A Long Island surgeon has a broken heart and only one kidney. Dr. Richard Batista donated one of his healthy kidneys to his wife in 2001 when, after she experienced two rejections, she was in dire straits. Batista claims his wife, Dawnell, callously repaid him by first having an affair with her physical therapist and then denying him access to their children in an increasingly bitter divorce.

Now the doctor wants his soon-to-be-ex to pay $1.5 million for the organ he gave on her eight years ago in a gift meant to save her life and their foundering marriage.

National Safety Council, a national safety group, recommends a total ban on cell phone use while driving, saying the practice is clearly dangerous and leads to fatalities. States should ban drivers from using hand-held and hands-free cell phones, and businesses should prohibit employees from using cell phones while driving on the job. The group's statement likened talking on cell phones to drunken driving.

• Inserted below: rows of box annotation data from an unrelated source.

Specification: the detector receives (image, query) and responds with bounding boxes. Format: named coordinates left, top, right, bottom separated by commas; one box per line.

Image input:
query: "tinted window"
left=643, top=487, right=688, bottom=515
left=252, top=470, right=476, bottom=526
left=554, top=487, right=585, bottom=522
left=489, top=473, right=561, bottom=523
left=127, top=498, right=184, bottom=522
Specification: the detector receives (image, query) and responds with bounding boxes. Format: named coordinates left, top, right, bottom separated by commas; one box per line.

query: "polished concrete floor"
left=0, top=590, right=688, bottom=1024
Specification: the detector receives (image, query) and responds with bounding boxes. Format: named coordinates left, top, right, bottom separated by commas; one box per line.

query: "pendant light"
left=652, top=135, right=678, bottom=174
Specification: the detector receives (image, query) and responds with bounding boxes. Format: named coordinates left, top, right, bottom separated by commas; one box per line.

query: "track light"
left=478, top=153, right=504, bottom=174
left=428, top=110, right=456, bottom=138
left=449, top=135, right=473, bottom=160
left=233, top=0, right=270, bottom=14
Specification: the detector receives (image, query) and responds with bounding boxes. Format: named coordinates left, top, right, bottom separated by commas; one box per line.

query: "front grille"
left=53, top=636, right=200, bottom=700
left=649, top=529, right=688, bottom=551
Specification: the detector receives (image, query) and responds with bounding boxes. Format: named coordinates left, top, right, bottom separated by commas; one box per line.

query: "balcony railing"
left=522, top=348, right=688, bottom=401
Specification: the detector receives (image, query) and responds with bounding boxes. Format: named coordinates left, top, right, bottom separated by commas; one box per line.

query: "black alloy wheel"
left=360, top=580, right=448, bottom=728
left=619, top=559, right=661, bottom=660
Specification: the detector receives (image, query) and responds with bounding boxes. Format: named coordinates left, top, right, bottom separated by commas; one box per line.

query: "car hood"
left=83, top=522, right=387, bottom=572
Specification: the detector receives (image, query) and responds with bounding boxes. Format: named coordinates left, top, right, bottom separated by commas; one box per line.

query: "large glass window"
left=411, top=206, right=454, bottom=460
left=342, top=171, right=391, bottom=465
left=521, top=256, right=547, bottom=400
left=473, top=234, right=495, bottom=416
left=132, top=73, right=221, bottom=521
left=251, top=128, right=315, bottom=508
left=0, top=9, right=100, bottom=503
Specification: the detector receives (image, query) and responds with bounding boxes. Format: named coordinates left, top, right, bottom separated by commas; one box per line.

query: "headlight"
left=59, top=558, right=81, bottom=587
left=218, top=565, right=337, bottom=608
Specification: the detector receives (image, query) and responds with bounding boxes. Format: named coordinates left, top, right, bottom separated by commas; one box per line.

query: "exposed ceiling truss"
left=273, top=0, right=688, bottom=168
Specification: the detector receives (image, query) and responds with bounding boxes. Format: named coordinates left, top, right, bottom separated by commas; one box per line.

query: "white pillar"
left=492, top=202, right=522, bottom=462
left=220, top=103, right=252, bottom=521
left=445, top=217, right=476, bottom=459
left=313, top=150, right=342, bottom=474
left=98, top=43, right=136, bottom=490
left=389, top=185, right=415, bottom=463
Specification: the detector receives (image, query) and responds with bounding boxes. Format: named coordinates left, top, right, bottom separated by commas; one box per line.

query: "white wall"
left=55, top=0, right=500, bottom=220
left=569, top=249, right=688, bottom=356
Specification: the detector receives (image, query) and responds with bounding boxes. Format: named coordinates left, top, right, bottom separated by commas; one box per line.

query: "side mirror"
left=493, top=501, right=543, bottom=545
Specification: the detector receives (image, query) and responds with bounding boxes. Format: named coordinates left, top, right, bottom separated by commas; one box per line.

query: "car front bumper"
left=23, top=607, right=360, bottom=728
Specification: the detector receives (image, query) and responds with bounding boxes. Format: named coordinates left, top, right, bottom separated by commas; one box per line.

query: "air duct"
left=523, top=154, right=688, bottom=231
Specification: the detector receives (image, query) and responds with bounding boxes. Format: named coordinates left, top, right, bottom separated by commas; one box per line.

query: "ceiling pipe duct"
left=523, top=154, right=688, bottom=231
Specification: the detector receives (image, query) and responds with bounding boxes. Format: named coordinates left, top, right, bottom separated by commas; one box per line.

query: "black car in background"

No state currently bans all cell phone use while driving. Six states -- California, Connecticut, New Jersey, New York, Utah and Washington -- and the District of Columbia ban the use of hand-held cell phones behind the wheel, according to the Insurance Institute for Highway Safety. Also, 17 states and the district restrict or ban cell phone use by novice drivers.

A Beverly Hills plastic surgeon who claims to have turned fat, extricated in liposuction, into biofuel for his car has skipped town after US officials raided his surgery in an investigation into his procedures.

Dr Craig Alan Bittner, who runs the Liposculpture clinic on Rodeo Drive, said that he had created "lipodiesel" with his patients' excess subcutaneous fat. Dr Bittner is under investigation by the California Department of Public Health because it is illegal in the state to use human medical waste to power vehicles.

Denver firefighters evacuated an apartment building primarily full of University of Denver graduate students yesterday afternoon after a graduate student had called for help. She was groggy when she answered her door. Another student, found in an adjacent apartment, was taken to a hospital after she was found unconscious on the top floor of the three-story, 42-unit Josephine Place building at 2035 Josephine St. just before 5 p.m., said a spokesman for the fire department. This student tragically died later in the night.

Though the apartment is adjacent to the university, it is not a campus facility. Investigators found the carbon monoxide had leaked from a flue from the boiler that had been repaired Monday after wind damage last week.